ATLANTA – “It didn't really hit me until I got up on the casket. When you're walking down the aisle and you get up on that casket, that is when it gets real.”
One father is reliving the reality of the two most tragic deaths any parent can fathom. Meanwhile, he's holding on tight to his only living son left and doing everything he can to come to terms with what has happened.
Prayer and therapy.
“I'm praying and I'm glad they don't have to suffer no more. I'm glad that they are in a better place… I wanted to see my sons grow up,” Jameel Penn said about losing his two youngest sons.
“I think about them every day. I just take it one day at a time. It is still hard, but I'm thankful that God blessed me to have one child, one left.”
Penn's two toddlers, 1-year-old Ja'Karter Penn and 2-year-old Ke'Yaunte Penn, who his brother called “K'-Man,” were found dead Friday, Oct. 20 in their southwest Atlanta home, that they share with their mom, 24-year-old Lamora Williams who called 911.
When police arrived at the Howell Place apartment, they discovered a gruesome scene. The children were dead and had burn marks on their bodies.
According to the arrest warrant, police believe Williams put the two children in the oven and turned it on.
Penn, who was separated from his children's mother, said Williams called him Friday night and said, “They're dead.”
“Who's dead?” he questioned.
Moments later, Williams placed a video call to Penn from inside the apartment.
“When she turned the phone to the floor, I seen my two sons on the floor—both not moving. One by the stove; one not too far from his brother. They both weren't moving,” the father of three remembered vividly.
“Every time I close my eyes from now on, that is what I'm going to see," Penn said.
His oldest son, 3-year-old Jameel Jr., was home when his brothers were killed, but was not injured—and witnessed what happened. He describes the scene for his father like it was yesterday. For that, and the loss, Penn is getting him the emotional help he needs.
“He describes everything,” Penn said. “And, it is like when we talk about it more he gets into full detail. He starts saying stuff that he seen. This happened, this happened and you know he is not lying. He isn't lying. Everything Jameel told me I believe is exactly what he said. The way that my son spoke in complete sentences to me, a 3-year-old, I know for a fact he is not lying.”
He talks about it every day, Penn said. In fact, he said, his son witnessed what his mom allegedly did to his brothers.
“That is part of what he said, yeah. She put them in there,” Penn said. “He described fully detailed that my two youngest boys was on the floor. I believe every bit of it because the video call showed didn't show me everything he said, but it showed me the rest of what he said. They not moving.”
His therapist, Penn said, is helping him cope with the details, that were disturbing to share in this story.
“He has a therapist because he needs to get that off his mind. At 3-years-old, if we do what we are supposed to do as far as getting the right therapy, taking him to the counseling that he needs, it will be off his mind in a couple years. But right now, it is still mind-bothering.”
So much so, that the small boy asks his dad when his little brothers are coming home.
“He asked me yesterday, he said K-Man and Ja'Karter are going to come back after they been dead. It just broke me. He know they dead, but he still think they coming back.”
Funeral services for the young boys were held on Saturday, Oct. 21 at West Hunter Street Baptist Church.
Willie Watkins Funeral Home and South View Cemetery donated their services for the funeral.
Watkins said he spoke to the surviving boy and gave him advice on how to process everything. He told Jameel Jr., that when someone asks him where his brothers are to tell them that they're in a better place.
He said, “Tell them, 'They're in heaven and I'll see them one day again.'”

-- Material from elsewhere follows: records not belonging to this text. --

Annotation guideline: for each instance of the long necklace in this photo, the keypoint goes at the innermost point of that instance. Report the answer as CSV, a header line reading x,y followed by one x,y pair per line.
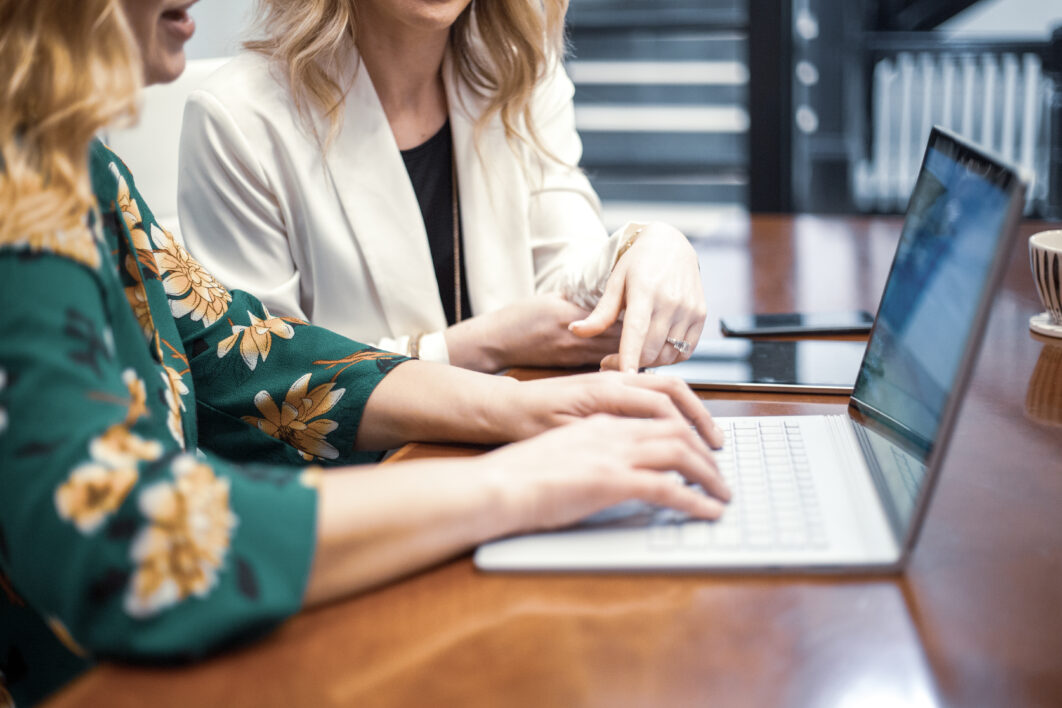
x,y
457,240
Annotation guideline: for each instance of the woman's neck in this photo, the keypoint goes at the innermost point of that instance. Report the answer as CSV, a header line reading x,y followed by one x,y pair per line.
x,y
406,68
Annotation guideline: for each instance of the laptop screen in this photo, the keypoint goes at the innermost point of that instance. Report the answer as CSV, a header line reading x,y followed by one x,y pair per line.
x,y
929,308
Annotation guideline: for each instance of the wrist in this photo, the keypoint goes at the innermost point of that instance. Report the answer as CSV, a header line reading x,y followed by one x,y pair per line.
x,y
477,344
502,514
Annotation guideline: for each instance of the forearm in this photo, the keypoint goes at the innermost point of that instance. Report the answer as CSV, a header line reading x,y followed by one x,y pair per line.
x,y
433,402
377,524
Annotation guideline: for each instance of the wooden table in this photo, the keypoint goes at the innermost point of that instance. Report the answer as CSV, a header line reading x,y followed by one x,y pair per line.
x,y
975,621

Since the funeral, Penn has talked to Williams on the phone since she's been in jail. But, he said, she showed no emotion and avoided the question weighing on his mind.

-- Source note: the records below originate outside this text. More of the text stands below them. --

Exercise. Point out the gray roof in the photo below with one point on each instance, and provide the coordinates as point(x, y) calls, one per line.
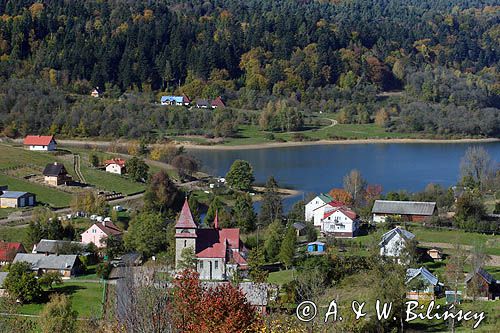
point(3, 275)
point(412, 273)
point(404, 234)
point(13, 194)
point(51, 261)
point(403, 207)
point(299, 225)
point(54, 246)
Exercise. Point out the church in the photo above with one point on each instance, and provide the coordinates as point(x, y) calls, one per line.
point(220, 253)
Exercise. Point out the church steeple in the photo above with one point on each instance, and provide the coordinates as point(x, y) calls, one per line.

“I kept asking her what did you actually do to them she will go around the question every time,” he said. “No emotion, no remorse, no nothing. That right there tells me you don't care at all.”
“I want to know what you did. That is the only thing I want to know and I want to know why.”
She has told police that she left the children with a cousin around noon on Friday, Oct. 20 and returned around 11:30 p.m., discovering the caregiver was gone and the children were dead—an account police dispute.
Williams has been charged with her two sons' murders and made her first court appearance on Monday, Oct. 23.